Evaluatie CTG thuis of op de praktijk

woensdag, 27 oktober 2021

Vanuit de IGO zijn in 2019 CTG-apparaten aangeschaft waarmee verloskundigen uit de eerstelijns praktijken CTG’s kunnen draaien bij cliënten thuis of op de praktijk. Bij minder leven of naderende serotiniteit wordt een CTG in de eerste lijn gemaakt, waarbij de klinisch verloskundige vanuit het RKZ de CTG mee beoordeelt. De verloskundigen uit de eerste lijn zijn allemaal opgeleid om CTG’s te maken en te beoordelen. Ook de waarneemsters die CTG’s maken zijn opgeleid via de IGO of tijdens hun opleiding. 

Van cliënten wisten we al dat zij erg positief en tevreden zijn over deze mogelijkheid. Maar wat vinden de verloskundigen ervan? Wat zijn hun ervaringen en meningen?

Uit een recent gehouden evaluatie komt naar voren dat de meeste verloskundigen tevreden zijn over het maken van een CTG thuis.
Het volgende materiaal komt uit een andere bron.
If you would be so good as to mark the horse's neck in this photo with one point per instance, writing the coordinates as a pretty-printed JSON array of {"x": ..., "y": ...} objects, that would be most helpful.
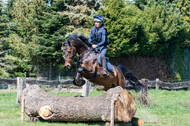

Alle verloskundigen die CTG’s maken hebben een opleiding hiervoor gevolgd en voelen zich bekwaam om dit te doen, tenzij zij weinig CTG’s (<10 per jaar) maken. De meeste verloskundigen maken tussen de 10 en 25 CTG’s per jaar. In de meeste gevallen is geen verwijzing naar het RKZ nodig; 4,1% van de cliënten moest alsnog naar het RKZ. De samenwerking met de klinisch verloskundigen wordt meestal of altijd als prettig en constructief ervaren. Knelpunten die door zowel eerstelijns als klinisch verloskundigen worden ervaren zijn dat de klinisch verloskundige soms geen tijd heeft in verband met drukte op de afdeling en dat het opstarten van het systeem lang duurt. 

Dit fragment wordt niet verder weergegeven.